Oxidative stress in adipose tissue has been examined in the setting of obesity and as noted, in the chagasic heart. It has not been investigated in adipose tissue in T. cruzi infection either in animals or humans. Herein, we demonstrate that both in BAT and in WAT obtained from infected mice, markers of oxidative stress were significantly increased as determined by protein carbonylation and lipid peroxidation studies. Previously, we reported that at 15 dpi, when mice are clinically well and there is often no visible parasitemia, pro-inflammatory markers are already elevated and associated with presence of parasites in adipose tissue (Nagajyothi et al. 2012a, b). Similarly, during the chronic stage of the disease in infected CD-1 mice, pro-inflammatory markers as well as markers of oxidative stress are upregulated. Therefore, these findings are associated with evidence of parasite persistence as determined by qPCR (Combs et al. 2005). We believe that the persistence of the parasite in adipose tissue even into the chronic stage is responsible, in part, for the persistence of inflammation and oxidative stress, similar to what has been reported in the obese state.
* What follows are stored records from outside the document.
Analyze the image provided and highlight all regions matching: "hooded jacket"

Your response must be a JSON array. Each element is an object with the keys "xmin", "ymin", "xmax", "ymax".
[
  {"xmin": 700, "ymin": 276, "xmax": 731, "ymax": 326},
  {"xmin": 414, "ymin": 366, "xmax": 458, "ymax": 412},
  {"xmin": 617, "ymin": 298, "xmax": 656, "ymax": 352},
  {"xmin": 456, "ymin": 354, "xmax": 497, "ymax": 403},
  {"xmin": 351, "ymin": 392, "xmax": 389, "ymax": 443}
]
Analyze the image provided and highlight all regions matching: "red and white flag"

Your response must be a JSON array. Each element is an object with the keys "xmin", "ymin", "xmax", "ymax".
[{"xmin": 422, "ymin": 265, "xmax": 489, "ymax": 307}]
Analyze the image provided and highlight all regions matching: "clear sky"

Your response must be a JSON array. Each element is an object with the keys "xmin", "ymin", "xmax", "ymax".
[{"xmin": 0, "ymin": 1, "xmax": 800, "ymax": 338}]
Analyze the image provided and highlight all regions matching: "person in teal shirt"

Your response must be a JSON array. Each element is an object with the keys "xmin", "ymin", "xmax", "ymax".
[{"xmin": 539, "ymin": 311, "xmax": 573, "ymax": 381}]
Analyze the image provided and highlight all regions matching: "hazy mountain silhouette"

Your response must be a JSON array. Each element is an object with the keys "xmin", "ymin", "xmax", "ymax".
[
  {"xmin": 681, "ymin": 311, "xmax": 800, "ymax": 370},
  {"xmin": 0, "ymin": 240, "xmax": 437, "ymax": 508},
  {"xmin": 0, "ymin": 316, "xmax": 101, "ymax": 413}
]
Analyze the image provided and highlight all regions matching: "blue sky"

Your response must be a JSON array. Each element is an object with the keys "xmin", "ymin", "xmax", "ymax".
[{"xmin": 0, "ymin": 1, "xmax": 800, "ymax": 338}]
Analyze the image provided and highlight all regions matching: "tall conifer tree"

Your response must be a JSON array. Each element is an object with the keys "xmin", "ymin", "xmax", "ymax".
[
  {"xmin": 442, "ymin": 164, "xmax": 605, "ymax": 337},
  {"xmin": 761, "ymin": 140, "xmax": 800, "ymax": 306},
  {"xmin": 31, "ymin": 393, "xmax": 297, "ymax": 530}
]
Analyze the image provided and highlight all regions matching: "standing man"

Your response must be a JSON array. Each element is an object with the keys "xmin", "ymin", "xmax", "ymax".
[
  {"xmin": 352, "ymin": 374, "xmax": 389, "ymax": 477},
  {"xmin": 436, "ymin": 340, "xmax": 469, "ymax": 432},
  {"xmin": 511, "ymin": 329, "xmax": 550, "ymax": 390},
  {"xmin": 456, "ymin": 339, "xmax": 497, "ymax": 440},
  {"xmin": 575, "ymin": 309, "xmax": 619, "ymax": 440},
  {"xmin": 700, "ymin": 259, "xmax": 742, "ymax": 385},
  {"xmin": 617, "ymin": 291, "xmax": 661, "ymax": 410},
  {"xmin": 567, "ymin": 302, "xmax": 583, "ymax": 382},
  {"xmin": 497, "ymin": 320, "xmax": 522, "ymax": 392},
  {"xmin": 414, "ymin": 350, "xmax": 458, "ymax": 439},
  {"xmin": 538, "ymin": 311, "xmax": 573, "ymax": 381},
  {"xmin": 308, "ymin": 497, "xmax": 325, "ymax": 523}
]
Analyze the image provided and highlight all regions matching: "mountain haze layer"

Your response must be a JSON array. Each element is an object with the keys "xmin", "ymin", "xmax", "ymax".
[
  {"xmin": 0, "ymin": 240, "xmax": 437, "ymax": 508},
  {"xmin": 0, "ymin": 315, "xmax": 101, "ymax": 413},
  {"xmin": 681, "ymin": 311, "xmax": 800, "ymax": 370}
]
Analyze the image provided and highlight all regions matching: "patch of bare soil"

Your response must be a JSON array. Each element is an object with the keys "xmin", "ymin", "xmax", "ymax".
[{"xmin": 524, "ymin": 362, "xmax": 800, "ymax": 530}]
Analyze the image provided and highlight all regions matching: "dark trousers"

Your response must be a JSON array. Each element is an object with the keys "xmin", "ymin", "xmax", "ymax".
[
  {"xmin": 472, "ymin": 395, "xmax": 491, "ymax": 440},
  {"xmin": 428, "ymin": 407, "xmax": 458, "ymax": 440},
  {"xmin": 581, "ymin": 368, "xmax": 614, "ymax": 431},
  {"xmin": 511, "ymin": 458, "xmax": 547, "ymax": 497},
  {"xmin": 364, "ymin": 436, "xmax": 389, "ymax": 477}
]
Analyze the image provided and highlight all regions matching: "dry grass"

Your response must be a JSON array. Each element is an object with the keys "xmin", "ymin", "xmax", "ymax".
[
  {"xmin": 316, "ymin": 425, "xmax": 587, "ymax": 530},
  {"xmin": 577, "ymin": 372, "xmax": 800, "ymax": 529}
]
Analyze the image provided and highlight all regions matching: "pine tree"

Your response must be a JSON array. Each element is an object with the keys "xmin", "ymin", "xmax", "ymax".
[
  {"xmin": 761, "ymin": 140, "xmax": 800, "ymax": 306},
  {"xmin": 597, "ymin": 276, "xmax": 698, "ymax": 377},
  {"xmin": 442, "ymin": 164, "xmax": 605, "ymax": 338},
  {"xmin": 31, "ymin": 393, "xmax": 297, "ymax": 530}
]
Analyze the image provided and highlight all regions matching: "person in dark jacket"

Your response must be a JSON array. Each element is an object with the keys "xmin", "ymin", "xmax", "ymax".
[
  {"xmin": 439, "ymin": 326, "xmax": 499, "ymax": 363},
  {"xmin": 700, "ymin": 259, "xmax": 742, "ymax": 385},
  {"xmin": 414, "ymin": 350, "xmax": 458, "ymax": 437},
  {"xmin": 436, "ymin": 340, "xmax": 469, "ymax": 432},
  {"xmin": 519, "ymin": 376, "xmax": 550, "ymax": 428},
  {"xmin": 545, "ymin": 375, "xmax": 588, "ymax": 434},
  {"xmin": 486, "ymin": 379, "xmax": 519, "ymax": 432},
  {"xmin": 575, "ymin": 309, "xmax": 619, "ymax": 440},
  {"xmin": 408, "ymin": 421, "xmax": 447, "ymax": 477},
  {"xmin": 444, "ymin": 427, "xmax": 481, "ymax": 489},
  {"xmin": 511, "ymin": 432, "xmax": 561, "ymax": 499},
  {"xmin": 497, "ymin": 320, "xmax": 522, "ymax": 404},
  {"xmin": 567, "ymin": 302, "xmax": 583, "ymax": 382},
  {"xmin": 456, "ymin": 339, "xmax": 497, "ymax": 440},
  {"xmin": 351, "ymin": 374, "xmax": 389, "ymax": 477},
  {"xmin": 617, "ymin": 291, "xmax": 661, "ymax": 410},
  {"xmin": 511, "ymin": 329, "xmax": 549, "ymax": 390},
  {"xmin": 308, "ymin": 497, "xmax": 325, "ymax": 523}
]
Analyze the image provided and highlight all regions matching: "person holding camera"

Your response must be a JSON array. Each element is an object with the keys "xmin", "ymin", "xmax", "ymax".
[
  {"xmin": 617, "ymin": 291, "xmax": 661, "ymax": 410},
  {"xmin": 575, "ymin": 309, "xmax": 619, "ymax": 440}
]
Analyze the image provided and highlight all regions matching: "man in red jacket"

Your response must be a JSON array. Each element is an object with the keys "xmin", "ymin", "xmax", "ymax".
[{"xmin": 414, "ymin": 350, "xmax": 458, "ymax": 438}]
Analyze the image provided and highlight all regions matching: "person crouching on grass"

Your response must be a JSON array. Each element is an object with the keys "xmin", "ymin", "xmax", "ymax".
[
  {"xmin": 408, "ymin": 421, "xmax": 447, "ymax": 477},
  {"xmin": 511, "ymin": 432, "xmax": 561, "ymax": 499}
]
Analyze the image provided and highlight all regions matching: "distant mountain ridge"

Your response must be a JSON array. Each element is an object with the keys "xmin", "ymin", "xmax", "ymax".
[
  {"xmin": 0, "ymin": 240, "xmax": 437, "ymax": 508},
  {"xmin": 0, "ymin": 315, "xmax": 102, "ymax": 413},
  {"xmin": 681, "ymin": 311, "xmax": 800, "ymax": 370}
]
The relationship between adipose tissue and host metabolism and heart disease has been well-described (Turer et al. 2012). Well-functioning adipose tissue is important to the host. For example, adiponectin, synthesized by healthy adipose tissue, has anti-inflammatory properties. Low levels of adiponectin in adipose tissue and in the blood is associated with an increased pro-inflammatory phenotype as observed in the obese state and in the serum and adipose tissue of T. cruzi-infected mice. Low levels of adiponectin are associated with heart disease and insulin resistance (Turer and Scherer 2010). It is noteworthy that impairment of insulin release has been reported in individuals with chronic Chagas disease (dos Santos et al. 1999; Oliveira et al. 1993; Guariento et al. 1993; Long et al. 1980). Although inflammation and oxidative stress are observed in chagasic heart disease, it is likely that the increased levels of inflammation and oxidative stress in adipose tissue contribute to the cardiac dysfunction observed in Chagas disease.